January 6, 2012 | by Sadie Stein
I’ve been dreaming of hosting a cozy winter dinner party based on a famous meal from literature. What famous feasts are the most completely described? I’d like to be able to re-create the menu, the atmosphere, and the attire, if possible.
There are probably a few people in the world more interested in this question than I—but, I’d reckon, a very few. As long as we’re being frank here, you may as well know that I belong to a literary potluck society in which we do monthly themed dinners. (We have yet to venture into the realm of costume.)
Laurie Colwin once wrote a whole essay on books containing good food; she singled out the early novels of Iris Murdoch, the Barbara Pym canon, and Anna Karenina. Inasmuch as I own and have used the Barbara Pym Cookbook, I can’t really agree that any of these vivid descriptions would make for very satisfying dinner parties (or, in the case of czarist Russia, a very relaxing one for the cook).
Here are a few other ideas to get you started: The Master and Margarita (for more manageable Russian cuisine—and think of the costume opportunities!). If you fancy something Dickensian, see any of the gluttonous Joe’s numerous meals in The Pickwick Papers. If you really want to take the guesswork out of it, Heartburn comes complete with recipes. Proust is a no-brainer—if Proust can ever be called a no-brainer. If your interest runs to tea, root out Enid Blyton.
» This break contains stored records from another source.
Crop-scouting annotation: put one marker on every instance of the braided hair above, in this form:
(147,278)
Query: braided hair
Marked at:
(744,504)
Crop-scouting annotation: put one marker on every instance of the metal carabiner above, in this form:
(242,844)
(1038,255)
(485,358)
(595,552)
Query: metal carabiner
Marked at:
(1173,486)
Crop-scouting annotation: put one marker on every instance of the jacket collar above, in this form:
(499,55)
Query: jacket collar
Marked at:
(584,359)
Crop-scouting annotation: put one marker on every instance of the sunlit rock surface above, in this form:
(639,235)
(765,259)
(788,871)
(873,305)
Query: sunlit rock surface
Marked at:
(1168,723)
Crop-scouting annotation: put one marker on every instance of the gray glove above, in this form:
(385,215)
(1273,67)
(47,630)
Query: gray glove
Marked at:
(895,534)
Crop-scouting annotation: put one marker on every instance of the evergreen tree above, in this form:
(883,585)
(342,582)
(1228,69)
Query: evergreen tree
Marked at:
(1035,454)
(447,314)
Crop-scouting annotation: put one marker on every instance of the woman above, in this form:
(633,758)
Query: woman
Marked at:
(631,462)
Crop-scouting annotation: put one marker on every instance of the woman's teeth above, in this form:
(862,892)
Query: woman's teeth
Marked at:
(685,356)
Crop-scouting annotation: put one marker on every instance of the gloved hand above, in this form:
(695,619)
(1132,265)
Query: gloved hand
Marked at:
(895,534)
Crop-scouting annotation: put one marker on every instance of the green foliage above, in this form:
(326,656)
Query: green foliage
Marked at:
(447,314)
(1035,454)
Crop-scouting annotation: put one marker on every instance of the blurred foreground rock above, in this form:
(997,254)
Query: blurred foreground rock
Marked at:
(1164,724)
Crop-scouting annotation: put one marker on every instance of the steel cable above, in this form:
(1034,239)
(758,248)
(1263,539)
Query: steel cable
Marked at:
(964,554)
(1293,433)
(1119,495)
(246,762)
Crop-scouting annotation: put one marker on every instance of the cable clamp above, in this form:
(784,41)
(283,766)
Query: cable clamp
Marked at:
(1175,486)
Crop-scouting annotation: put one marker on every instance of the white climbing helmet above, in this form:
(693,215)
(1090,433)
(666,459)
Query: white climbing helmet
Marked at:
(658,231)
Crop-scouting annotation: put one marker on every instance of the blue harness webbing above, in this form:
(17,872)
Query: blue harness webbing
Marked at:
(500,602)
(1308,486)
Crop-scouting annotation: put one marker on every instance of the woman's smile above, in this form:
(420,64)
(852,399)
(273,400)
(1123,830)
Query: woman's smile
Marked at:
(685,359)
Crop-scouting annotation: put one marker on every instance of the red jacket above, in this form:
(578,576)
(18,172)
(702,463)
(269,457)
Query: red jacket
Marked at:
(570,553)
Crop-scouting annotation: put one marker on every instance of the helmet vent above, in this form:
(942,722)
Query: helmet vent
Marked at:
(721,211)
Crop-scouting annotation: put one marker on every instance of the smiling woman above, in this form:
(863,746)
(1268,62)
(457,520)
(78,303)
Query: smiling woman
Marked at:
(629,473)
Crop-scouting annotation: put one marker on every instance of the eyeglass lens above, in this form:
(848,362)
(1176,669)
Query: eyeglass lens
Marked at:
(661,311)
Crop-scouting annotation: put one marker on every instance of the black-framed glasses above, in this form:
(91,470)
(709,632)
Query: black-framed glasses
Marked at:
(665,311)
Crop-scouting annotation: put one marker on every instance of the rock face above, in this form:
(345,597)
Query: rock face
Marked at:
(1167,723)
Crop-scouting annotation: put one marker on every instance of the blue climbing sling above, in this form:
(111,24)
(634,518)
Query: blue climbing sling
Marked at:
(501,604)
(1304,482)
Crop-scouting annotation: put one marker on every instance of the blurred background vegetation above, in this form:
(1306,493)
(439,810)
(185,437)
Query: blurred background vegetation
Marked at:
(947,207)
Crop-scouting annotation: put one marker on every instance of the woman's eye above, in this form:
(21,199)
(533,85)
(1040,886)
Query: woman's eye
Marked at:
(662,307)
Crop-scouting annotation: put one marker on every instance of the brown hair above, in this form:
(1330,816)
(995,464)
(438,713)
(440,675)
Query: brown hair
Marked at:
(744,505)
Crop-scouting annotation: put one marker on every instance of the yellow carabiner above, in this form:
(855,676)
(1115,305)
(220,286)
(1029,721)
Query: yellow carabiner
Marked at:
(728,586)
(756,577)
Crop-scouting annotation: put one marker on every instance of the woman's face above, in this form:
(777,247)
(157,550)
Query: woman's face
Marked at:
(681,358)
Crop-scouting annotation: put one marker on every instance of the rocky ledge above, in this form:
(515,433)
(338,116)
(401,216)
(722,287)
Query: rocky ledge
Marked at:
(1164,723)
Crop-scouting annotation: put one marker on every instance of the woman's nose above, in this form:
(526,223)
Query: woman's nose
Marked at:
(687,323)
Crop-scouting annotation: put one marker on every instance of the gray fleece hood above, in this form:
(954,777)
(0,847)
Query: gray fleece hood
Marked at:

And at the end of the day, does any book in the world have better food than Laura Ingalls Wilder’s Farmer Boy?
If you don’t feel like going the fictional route, there is always the food memoir. Nowadays, you’re spoiled for choice. Or (ration-bound Pym aside) consider the subgenre of cookbooks authored by enthusiastic writers: two whose quality is rivaled by their own idiosyncrasies are Roald Dahl's Cookbook and The Tasha Tudor Cookbook.
Whatever you decide, please drop a line and let me know—the group and I are always looking for ideas.
What do you think about movie adaptations of books? Are there any instances where you think the film actually improved on a particular story, or do you find that adaptations for the most part don’t do justice to the original text?
Of course there are terrific adaptations. The Godfather, after all, made a thriller into a baroque masterpiece. We could list successful adaptations all day—I hope you will, in comments—but just a few that I like: The 39 Steps, The Dead, Persuasion, The Remains of the Day, High Fidelity, The Leopard, and, most recently, the new Tinker, Tailor, Soldier, Spy, which manages to cover a lot of ground with enviable economy.
I recently moved into a crumbling three-bedroom in Bushwick, with peeling hand-painted green wallpaper in the cramped and poorly lit stairwell. The front door’s peephole, the tin cover of which unmoors itself at night and clatters to the ground, overlooks a dismal and gloomy green landing, where I can easily envision a seedy groping or muffled strangling taking place. My own room is separated from the living room by an old-fashioned sliding parlor door about the size and weight of a Prius. The bathroom window opens into a murky blue chute, which smells like laundry and cigarettes and exhales a strange warmth. What books should I read here?
Reading’s the easy part—sounds like your pad is made for it. What you should watch, and posthaste, is Roman Polanski’s The Tenant.
On the other hand, maybe you shouldn’t.